Dans le marasme culturel et éducatif ambiant, un professeur
de français blasé reprend subitement espoir à
la lecture du devoir d'un de ses élèves qui paraît
bien ordinaire, anodin et discret, devoir qui relate un fait
réel et s'achève par un intriguant "à
suivre". Ce n'est pas l'élève assis près
du radiateur mais "Le garçon
du dernier rang".
Observateur clairvoyant ou voyeur impénitent, confident
généreux ou manipulateur ironique, adolescent
en quête initiatique - et inéluctablement vampirique
- auprès d'un pygmalion écrivain raté ou
double kafkaien, le jeune garçon va semer le trouble
au sein de deux foyers, jeune garçon dont on ne saura
rien, une figure qui traverse la vie des différents personnages
et leur inspire une attirance pour le moins empathique à
la manière du visiteur du "Théorème"
de Pasolini.
Voilà de quoi intriguer tout autant le spectateur et
Juan Mayorga, jeune auteur dramatique
espagnol, s'entend à proposer à ce dernier un
jeu de pistes à plusieurs niveaux d'interprétation
que la mise en scène époustouflante de Jorge
Lavelli se garde bien d'élucider.
Dans une langue claire et simple, non exempte ni de subtilité
ni d'humour, voir les apartés sur l'enseignement, la
culture de la bourgeoisie moyenne et l'art contemporain, Juan
Mayorga aborde également la genèse de la fiction
littéraire et une réflexion sur l'acte d'écriture.
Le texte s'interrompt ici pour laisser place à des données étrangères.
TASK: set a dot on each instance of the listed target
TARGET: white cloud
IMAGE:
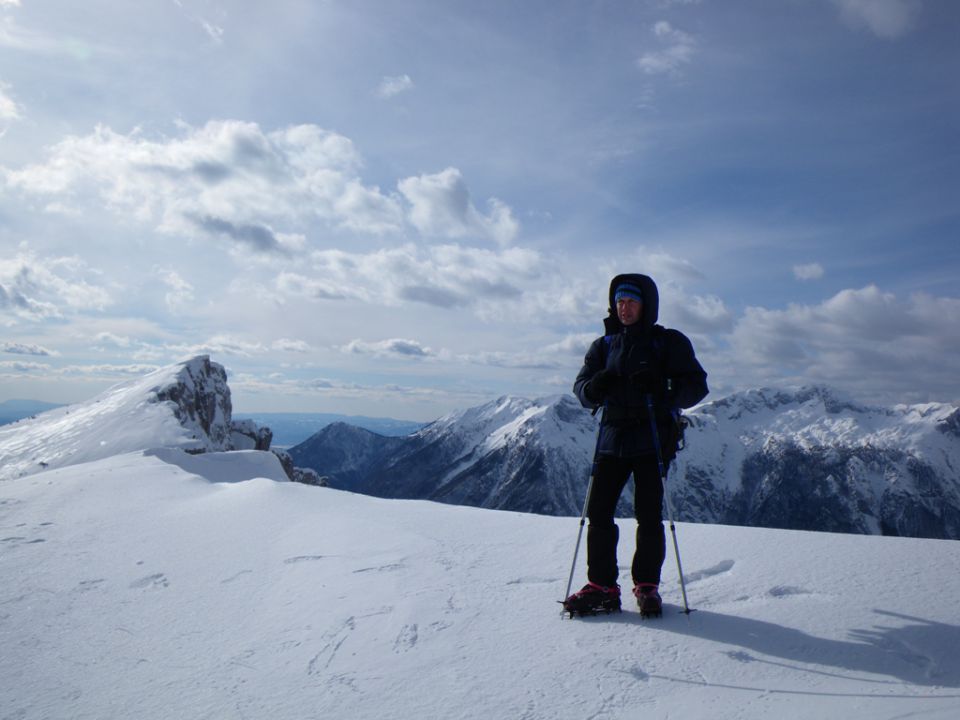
(41, 288)
(180, 296)
(864, 340)
(810, 271)
(9, 108)
(441, 207)
(15, 348)
(220, 345)
(214, 31)
(287, 345)
(394, 347)
(19, 366)
(227, 179)
(392, 86)
(678, 49)
(884, 18)
(443, 276)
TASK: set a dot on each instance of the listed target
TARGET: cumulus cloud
(287, 345)
(677, 49)
(394, 347)
(25, 349)
(884, 18)
(220, 345)
(810, 271)
(443, 276)
(37, 289)
(392, 86)
(441, 207)
(257, 191)
(866, 340)
(20, 366)
(227, 179)
(179, 295)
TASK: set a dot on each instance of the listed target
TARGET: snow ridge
(185, 405)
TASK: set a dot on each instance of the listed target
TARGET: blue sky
(403, 208)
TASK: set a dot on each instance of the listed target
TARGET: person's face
(628, 310)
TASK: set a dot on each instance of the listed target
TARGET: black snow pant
(610, 477)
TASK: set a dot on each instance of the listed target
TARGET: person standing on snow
(635, 361)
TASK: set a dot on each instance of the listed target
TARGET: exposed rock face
(809, 459)
(186, 405)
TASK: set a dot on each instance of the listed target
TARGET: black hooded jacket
(627, 350)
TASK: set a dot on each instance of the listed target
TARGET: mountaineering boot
(593, 599)
(648, 600)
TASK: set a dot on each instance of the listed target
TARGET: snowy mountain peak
(185, 405)
(819, 399)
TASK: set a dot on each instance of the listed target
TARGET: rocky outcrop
(809, 459)
(185, 406)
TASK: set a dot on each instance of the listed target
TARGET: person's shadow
(914, 650)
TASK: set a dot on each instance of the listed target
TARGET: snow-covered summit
(185, 405)
(814, 459)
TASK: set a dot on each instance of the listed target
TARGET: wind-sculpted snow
(168, 585)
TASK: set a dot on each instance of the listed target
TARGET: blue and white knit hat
(627, 290)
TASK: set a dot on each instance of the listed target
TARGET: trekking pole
(583, 517)
(663, 482)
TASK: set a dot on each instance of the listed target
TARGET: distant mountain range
(810, 459)
(13, 410)
(293, 428)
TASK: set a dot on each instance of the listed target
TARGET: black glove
(600, 385)
(648, 380)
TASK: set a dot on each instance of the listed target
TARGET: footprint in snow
(157, 580)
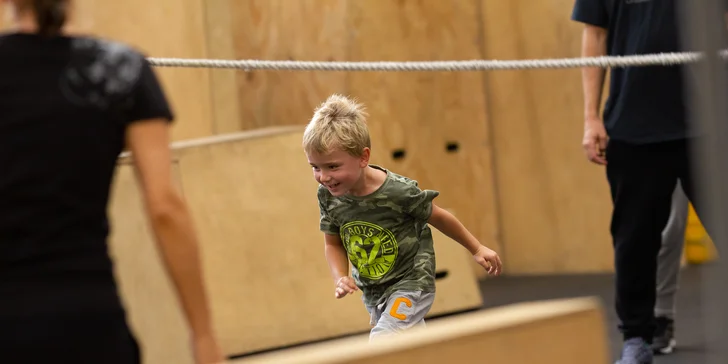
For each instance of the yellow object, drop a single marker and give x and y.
(699, 248)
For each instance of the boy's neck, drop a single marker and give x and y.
(370, 182)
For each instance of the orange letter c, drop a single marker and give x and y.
(395, 307)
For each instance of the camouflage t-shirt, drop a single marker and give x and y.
(385, 235)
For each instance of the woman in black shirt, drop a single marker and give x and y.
(68, 106)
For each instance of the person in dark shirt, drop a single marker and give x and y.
(69, 105)
(644, 140)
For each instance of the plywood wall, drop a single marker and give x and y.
(554, 204)
(519, 180)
La mise en scène est particulièrement réussie
pour porter sur scène des procédés littéraires
tels que les différents niveaux de narration, l'interpénétration
de la réalité et de la fiction et ce que l'auteur
énonce expressément "la multiplicité
des points de vue", qui se matérialisent avec une
très grande fluidité notamment par la traversée
du miroir concrétisé par un rideau de perles en
fond de scène et l'irruption des personnages depuis la
salle conçue comme une scène ouverte.
Jorge Lavelli a réuni une distribution de très
grande qualité et l'interprétation est sans faille
avec Isabel Karajan, galeriste fantasque
amateur d'art conceptuel qui se révèle avoir les
pieds bien sur terre et Christophe Kourotchkine,
Nathalie Lacroix et Pierric
Plathier, qui composent une magnifique famille de petits
bourgeois compassés et frustrés.
Face à la forte stature physique, institutionnelle et
paternelle du professeur mentor et rival, superbement campé
par Pierre-Alain Chapuis, le jeune
comédien plus que prometteur Sylvain
Levitte maîtrise totalement les différentes
nuances du rôle du trublion et tous deux forment un duo
janusien particulièrement convaincant et bien venu.